Дальше спускаемся к забытому кордону. Дорога песчаная. «Москвич» буксует. Раза три выходим из кабины и подталкиваем его. Глеб иногда съезжает с дороги и едет между деревьев.
На старом кордоне пустынно. Сиротливо стоят одичалые, посиневшие от старости бревенчатые избы.
— Тут восточней немного, — вспоминает Петр Федотович, — совершенно великолепный родник. И видно, как он бьет. Как пульс.
За кордоном начинается осинник. Становится сразу мрачнее — исчез свет белокорых берез.
— Приостанови на последнем повороте. Покажем чудо природы, — говорит Петр Федотович.

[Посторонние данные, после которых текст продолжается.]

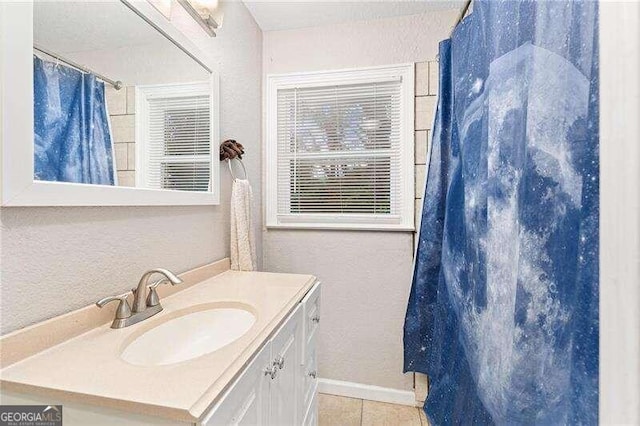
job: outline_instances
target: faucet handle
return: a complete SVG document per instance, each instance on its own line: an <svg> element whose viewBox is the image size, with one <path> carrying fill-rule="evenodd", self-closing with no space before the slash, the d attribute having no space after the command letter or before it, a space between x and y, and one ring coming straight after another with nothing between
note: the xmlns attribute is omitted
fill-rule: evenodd
<svg viewBox="0 0 640 426"><path fill-rule="evenodd" d="M129 307L129 302L127 302L127 297L129 297L129 293L123 293L119 296L109 296L104 299L100 299L96 302L96 306L98 308L102 308L104 305L110 302L120 301L118 305L118 309L116 309L116 319L124 319L129 318L131 316L131 308Z"/></svg>

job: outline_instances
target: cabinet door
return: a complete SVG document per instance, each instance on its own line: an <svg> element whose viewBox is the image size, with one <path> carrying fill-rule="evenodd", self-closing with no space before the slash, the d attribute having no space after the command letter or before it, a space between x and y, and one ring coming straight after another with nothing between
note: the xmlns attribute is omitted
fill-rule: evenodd
<svg viewBox="0 0 640 426"><path fill-rule="evenodd" d="M268 425L271 344L267 343L240 375L223 399L202 421L213 425Z"/></svg>
<svg viewBox="0 0 640 426"><path fill-rule="evenodd" d="M271 380L271 425L298 425L305 413L299 413L300 364L302 362L302 309L298 306L271 339L271 354L277 374Z"/></svg>

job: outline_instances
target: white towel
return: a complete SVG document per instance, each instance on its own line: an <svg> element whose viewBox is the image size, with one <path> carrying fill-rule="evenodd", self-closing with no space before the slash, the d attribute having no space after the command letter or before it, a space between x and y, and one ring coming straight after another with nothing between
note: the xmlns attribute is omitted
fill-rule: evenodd
<svg viewBox="0 0 640 426"><path fill-rule="evenodd" d="M256 268L256 243L251 222L253 195L251 184L234 179L231 189L231 269L253 271Z"/></svg>

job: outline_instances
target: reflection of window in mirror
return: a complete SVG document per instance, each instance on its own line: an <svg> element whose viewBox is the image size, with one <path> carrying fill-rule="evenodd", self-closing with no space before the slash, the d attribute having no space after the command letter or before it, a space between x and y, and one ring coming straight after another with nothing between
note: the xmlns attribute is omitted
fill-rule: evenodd
<svg viewBox="0 0 640 426"><path fill-rule="evenodd" d="M136 88L137 186L210 190L211 102L208 83Z"/></svg>

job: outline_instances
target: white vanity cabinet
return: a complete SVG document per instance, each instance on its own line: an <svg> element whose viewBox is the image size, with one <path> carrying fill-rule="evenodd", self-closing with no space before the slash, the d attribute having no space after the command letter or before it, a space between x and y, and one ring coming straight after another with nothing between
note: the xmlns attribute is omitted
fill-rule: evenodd
<svg viewBox="0 0 640 426"><path fill-rule="evenodd" d="M202 426L316 425L316 284L205 415Z"/></svg>
<svg viewBox="0 0 640 426"><path fill-rule="evenodd" d="M316 283L268 334L222 396L216 398L213 408L198 415L197 421L172 420L160 414L155 417L152 412L134 413L6 389L0 392L0 403L63 405L64 424L69 426L315 426L319 323L320 283Z"/></svg>

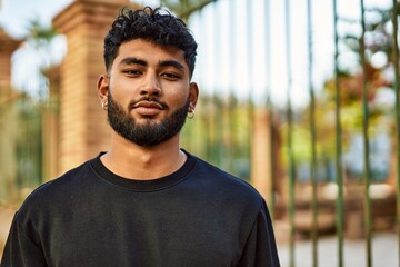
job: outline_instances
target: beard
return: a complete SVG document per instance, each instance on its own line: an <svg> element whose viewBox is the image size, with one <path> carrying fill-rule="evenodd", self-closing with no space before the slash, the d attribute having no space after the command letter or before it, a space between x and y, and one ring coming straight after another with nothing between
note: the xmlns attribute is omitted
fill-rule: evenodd
<svg viewBox="0 0 400 267"><path fill-rule="evenodd" d="M132 105L128 106L130 108ZM160 122L156 122L152 117L143 117L146 121L138 121L127 112L121 105L113 100L111 93L108 95L108 122L111 128L122 136L142 147L152 147L171 139L182 129L189 108L189 98L183 107L178 108L172 115Z"/></svg>

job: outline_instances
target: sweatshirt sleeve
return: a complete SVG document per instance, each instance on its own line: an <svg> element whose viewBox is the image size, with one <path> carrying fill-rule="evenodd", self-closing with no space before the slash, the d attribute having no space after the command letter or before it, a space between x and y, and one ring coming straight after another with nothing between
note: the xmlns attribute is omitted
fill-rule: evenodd
<svg viewBox="0 0 400 267"><path fill-rule="evenodd" d="M0 267L46 267L39 244L30 238L14 216L6 243Z"/></svg>
<svg viewBox="0 0 400 267"><path fill-rule="evenodd" d="M239 265L240 267L279 267L279 257L271 217L266 202L258 212L249 234Z"/></svg>

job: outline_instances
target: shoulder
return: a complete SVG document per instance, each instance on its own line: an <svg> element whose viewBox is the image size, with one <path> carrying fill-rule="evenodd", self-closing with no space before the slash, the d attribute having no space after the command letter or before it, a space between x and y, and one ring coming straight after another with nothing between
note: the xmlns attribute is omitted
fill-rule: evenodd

— А-а, — что-то припоминает Глеб, — это надо!
Я привык к сюрпризам Петра Федотовича. Он так знает лес, как, может быть, только одна Шура. Но к знанию должен быть еще и глаз. Надо уметь видеть.
Мы выходим у поворота к ельнику. Шагах в двадцати от дороги я сразу замечаю присевшего зайца — серый прижух и сидит. Замедляю шаг, поворачиваюсь к Петру Федотовичу, а он восхищенно глядит на меня.
— Увидели? Молодцом!
Мне лестна его похвала. И самому хорошо оттого, что увидел причуду природы. Заяц этот — старый осиновый пень. Природа так обработала его, что получился житель здешних лесов.
Петр Федотович щелкает фотоаппаратом.
— Скоро разрушится. Или какой-нибудь шалопай развалит. А у меня он останется.
— Можно сделать фотоэтюд для газеты, — говорю я. — И подпись к нему. Для воскресного номера. А одну фотографию мне на память.
— Пожалуй, — соглашается Петр Федотович.
Свернув влево, подъезжаем к большому бревенчатому дому. По правую сторону распахнулось озеро. К нему подступают деревья. Некоторые вошли в воду. По озеру островки, рядом чернеют пни, наискось отражаясь в воде. Над озером мечутся крачки. Их крик мне сейчас не кажется тоскливым. От озера идет благостная прохлада. Ветерок, уже на затишке, шевелит вершины могучих сосен. Они отвечают ему приветливым шумом.
Мельком оглядываю двор. Возле дома стоит обшарпанная печка, — у нас такую называют горнушкой. Под рябиной сложены слеги. Рядом стог сена. А слева от тропы к озеру вкопаны большой темный стол и лавки возле него.
Из сарайчика за крыльцом выходит Шура — невысокая женщина лет тридцати пяти. В темной кофточке, в темной широкой юбке с фартуком поверху, босая.
— А-а, Петр Федо-о-отович! — обрадован но тянет она. — Давне-е-енько не бывали…
Она вытирает руку о фартук и протягивает старому знакомцу. Я тоже пожимаю ее руку, чувствуя мозоли ее.
Гостинцы Шуре преподносит Глеб. Она сдержанно и смущенно принимает их. Но видно, что рада. От кордона до сельского магазина не близко, так что за продуктами не наездишься. Да и выбор там — не разгуляешься.